DETAILED DESCRIPTION

(6) FIG. 1 shows schematically a pressure sensor arrangement 1 comprising a connector housing 2 having a fluid opening 3 and a fluid chamber 4 in connection with the fluid opening. A pressure sensor die 5 of a MEMS sensor (micro electronic mechanical system sensor) is arranged in a recess 6 of a body part 7. The recess is filled with an oil volume 8. The oil volume 8 is sealed by means of a sealing diaphragm 9. The sealing diaphragm 9 is arranged between the pressure sensor die 5 and the fluid chamber 4.

(7) Furthermore, pressure attenuation means 10 are arranged in the fluid chamber in direct contact with the diaphragm 9 and separates the diaphragm 9 from the fluid in the fluid chamber 4. The pressure attenuation means comprise a homogenous incompressible material having a mechanical loss factor of 0.10 or higher at frequencies of 200 Hz or higher, preferably at frequencies of 500 Hz or higher and most preferably at least 1.000 Hz or higher.

(8) Furthermore, the material of the attenuation means 10 keeps this loss factor over a rather large temperature range which may be e.g. −40° C. t+250° C.

(9) The material of the attenuation mean is preferably an elastomer, e.g. rubber or silicon rubber material like Wacker Elastosil LR 3003.

(10) Furthermore, the material of the attenuation means can comprise a shore hardness of 20 Shore A or lower.

(11) The body part 7 can be made of metal. It forms a part of a subassembly 11 comprising the pressure sensor die 5 which can have, for example, a piezo-resistive measuring bridge. The oil in the oil volume 8 protects the sensor die 5 and transfers the pressure acting on the sealing diaphragm 9 to the sensor die 5.

(12) The attenuation means 10 on the other hand damp pressure pulses so that the diaphragm 9 is protected against damage which can be caused by a too fast increase of pressure in the fluid chamber 4.

(13) FIG. 2 shows a comparison of the pressure spike attenuation with and without the attenuation means 10 in form of the elastomer potting in the pressure sensor cavity, i.e. in the fluid chamber 4. A graph 12 shows a pressure spike attenuation with the attenuation means 10 of the element shown in FIG. 1. A graph 13 shows under the same conditions the pressure spike attenuation without the attenuation means 10 in the embodiment of FIG. 1.

(14) It can be seen that the pressure spike attenuation is much faster and better with the attenuation means 10.

(15) The material of the attenuation means 10 is applied in the fluid chamber 4 in contact to the sealing diaphragm 9. Otherwise, cavitation could occur in the fluid enclosed between the attenuation device 10 and the diaphragm 9.

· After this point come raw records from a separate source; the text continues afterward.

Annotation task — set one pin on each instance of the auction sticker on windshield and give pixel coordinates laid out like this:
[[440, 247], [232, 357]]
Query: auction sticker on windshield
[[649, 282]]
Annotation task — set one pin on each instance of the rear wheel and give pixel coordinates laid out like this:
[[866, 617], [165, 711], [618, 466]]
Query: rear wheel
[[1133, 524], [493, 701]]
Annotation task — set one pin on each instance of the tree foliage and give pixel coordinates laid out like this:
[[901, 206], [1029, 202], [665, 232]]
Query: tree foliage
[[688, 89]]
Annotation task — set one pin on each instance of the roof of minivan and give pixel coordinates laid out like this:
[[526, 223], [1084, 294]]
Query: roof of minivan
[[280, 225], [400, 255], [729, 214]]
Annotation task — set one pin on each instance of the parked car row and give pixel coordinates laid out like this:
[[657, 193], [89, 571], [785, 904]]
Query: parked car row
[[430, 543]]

(16) The material of the attenuation means 10 transfers the fluid pressure acting on the surface the attenuation means facing the fluid chamber 4 or the fluid opening 3 to the sensing diaphragm 9 without influencing or hindering the movement of the diaphragm 9 caused by changes in fluid pressure.

(17) FIG. 3 shows a second embodiment in which the same elements are denoted with the same reference numerals.

(18) In this case the pressure sensing device 1 comprises a metallic thinfilm pressure sensor element 14 with a measuring membrane 15. The measuring membrane is part of the body part 7. The measuring membrane 15 is a wall section of the body part 7 having a rather small thickness.

(19) The pressure sensitive elements can be formed, e.g. by piezo-resistive thinfilm resistors, which can be, e.g. coupled in a Wheatstone bridge configuration. They are deposited on the side of the measuring membrane 15 facing away from a fluid supply chamber 4.

(20) The pressure propagation into the fluid chamber 4 is symbolized by an arrow 16.

(21) FIG. 4 shows the pressure spike attenuation with and without the attenuation means 10. A curve 17 shows the attenuation when the attenuation means 10 are used. A curve 18 shows the attenuation when under the same conditions the attenuation means 20 are not used.

(22) In FIGS. 2 and 4 it can be seen that, when a sudden change of fluid pressure occurs, the attenuation means 10 reduce the occurring pressure spikes.

(23) While the present disclosure has been illustrated and described with respect to a particular embodiment thereof, it should be appreciated by those of ordinary skill in the art that various modifications to this disclosure may be made without departing from the spirit and scope of the present disclosure.